Nicholas School of the Environment, Duke University, Durham, North Carolina.
Department of Biology, Pennsylvania State University, University Park, Pennsylvania.
Mol Ecol. 2018 May;27(9):2215-2233. doi: 10.1111/mec.14584. Epub 2018 Apr 23.
Identifying adaptive loci can provide insight into the mechanisms underlying local adaptation. Genotype-environment association (GEA) methods, which identify these loci based on correlations between genetic and environmental data, are particularly promising. Univariate methods have dominated GEA, despite the high dimensional nature of genotype and environment. Multivariate methods, which analyse many loci simultaneously, may be better suited to these data as they consider how sets of markers covary in response to environment. These methods may also be more effective at detecting adaptive processes that result in weak, multilocus signatures. Here, we evaluate four multivariate methods and five univariate and differentiation-based approaches, using published simulations of multilocus selection.

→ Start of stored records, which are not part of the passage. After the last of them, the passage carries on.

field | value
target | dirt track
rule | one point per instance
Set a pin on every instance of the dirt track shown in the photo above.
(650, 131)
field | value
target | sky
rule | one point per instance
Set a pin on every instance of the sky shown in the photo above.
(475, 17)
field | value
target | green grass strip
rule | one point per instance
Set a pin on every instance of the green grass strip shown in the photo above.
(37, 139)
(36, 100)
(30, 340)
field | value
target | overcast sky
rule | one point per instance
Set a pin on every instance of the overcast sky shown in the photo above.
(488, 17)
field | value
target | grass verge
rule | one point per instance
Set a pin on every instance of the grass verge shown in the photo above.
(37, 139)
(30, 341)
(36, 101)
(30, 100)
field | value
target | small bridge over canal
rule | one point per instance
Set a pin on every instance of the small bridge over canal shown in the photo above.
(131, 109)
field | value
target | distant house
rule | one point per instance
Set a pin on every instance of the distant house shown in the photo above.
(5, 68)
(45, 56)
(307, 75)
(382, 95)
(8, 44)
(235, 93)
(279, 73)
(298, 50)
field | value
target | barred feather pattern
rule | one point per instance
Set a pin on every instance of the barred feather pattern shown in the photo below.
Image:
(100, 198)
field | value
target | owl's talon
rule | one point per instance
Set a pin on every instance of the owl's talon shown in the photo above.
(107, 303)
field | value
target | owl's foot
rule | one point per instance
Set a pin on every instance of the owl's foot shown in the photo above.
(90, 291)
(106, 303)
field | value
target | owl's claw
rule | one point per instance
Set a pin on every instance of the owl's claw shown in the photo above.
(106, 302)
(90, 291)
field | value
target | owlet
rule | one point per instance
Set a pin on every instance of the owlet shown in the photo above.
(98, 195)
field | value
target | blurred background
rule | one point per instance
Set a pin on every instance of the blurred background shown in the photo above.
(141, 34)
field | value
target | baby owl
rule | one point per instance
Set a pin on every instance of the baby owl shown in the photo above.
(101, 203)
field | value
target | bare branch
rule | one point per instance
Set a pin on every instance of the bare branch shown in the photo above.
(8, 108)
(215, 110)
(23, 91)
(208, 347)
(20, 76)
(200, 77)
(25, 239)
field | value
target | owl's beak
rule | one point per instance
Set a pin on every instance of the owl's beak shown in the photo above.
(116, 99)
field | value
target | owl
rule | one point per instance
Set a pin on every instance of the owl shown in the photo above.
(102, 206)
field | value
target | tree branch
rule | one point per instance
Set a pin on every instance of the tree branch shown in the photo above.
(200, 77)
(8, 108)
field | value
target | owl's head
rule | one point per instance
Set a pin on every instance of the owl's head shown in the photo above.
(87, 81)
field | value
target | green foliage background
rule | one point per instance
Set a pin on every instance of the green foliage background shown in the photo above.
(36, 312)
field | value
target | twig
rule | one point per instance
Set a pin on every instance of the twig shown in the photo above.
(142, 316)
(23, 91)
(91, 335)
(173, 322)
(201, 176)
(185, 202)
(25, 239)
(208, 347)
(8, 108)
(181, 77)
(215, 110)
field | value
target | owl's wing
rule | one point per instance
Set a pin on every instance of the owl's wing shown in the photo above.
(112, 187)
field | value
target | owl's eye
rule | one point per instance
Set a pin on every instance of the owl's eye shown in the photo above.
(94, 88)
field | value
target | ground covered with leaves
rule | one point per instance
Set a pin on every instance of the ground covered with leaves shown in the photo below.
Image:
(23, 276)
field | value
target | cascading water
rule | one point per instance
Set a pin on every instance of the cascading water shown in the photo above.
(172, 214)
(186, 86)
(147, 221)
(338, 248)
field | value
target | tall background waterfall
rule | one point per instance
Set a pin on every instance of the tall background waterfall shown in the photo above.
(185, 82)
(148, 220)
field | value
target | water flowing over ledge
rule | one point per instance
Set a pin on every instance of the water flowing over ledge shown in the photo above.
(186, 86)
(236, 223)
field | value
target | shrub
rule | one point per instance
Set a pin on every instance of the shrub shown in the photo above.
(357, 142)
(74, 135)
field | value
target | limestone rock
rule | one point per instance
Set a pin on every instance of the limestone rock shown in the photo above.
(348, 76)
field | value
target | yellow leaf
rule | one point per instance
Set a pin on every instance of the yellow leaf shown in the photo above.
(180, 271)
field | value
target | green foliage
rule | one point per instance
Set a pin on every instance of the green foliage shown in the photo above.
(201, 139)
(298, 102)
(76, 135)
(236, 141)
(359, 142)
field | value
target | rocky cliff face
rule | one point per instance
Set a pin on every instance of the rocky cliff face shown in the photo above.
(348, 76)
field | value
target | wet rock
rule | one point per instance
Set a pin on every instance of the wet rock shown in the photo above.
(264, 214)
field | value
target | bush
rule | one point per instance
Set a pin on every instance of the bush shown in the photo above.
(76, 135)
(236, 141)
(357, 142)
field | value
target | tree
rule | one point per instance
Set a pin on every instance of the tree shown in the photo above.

We found that Random Forest performed poorly for GEA. Univariate GEAs performed better, but had low detection rates for loci under weak selection. Constrained ordinations, particularly redundancy analysis (RDA), showed a superior combination of low false-positive and high true-positive rates across all levels of selection. These results were robust across the demographic histories, sampling designs, sample sizes and weak population structure tested here. The value of combining detections from different methods was variable and depended on the study goals and knowledge of the drivers of selection. Re-analysis of genomic data from grey wolves highlighted the unique, covarying sets of adaptive loci that could be identified using RDA. Although additional testing is needed, this study indicates that RDA is an effective means of detecting adaptation, including signatures of weak, multilocus selection, providing a powerful tool for investigating the genetic basis of local adaptation.
识别适应性基因座可以深入了解局部适应的机制。基于遗传和环境数据之间相关性的基因型-环境关联 (GEA) 方法在识别这些基因座方面特别有前途。尽管基因型和环境具有高度的维数性质,但单变量方法仍然主导着 GEA。多变量方法同时分析许多基因座,可能更适合这些数据,因为它们考虑了标记如何响应环境而共同变化。这些方法也可能更有效地检测导致弱多基因座特征的适应过程。在这里,我们使用已发表的多基因座选择模拟来评估四种多变量方法和五种单变量和基于分化的方法。我们发现随机森林在 GEA 方面表现不佳。单变量 GEA 表现更好,但在弱选择下的基因座检测率较低。约束排序,特别是冗余分析 (RDA),在所有选择水平下均显示出低假阳性和高真阳性率的优越组合。这些结果在我们测试的人口历史、采样设计、样本量和弱群体结构方面都是稳健的。不同方法的检测结果的结合价值是可变的,取决于研究目标和选择驱动因素的知识。对灰狼基因组数据的重新分析突出了使用 RDA 可以识别的独特、共同变化的适应性基因座集。尽管需要进一步的测试,但这项研究表明,RDA 是一种有效的检测适应的方法,包括弱多基因座选择的特征,为研究局部适应的遗传基础提供了强大的工具。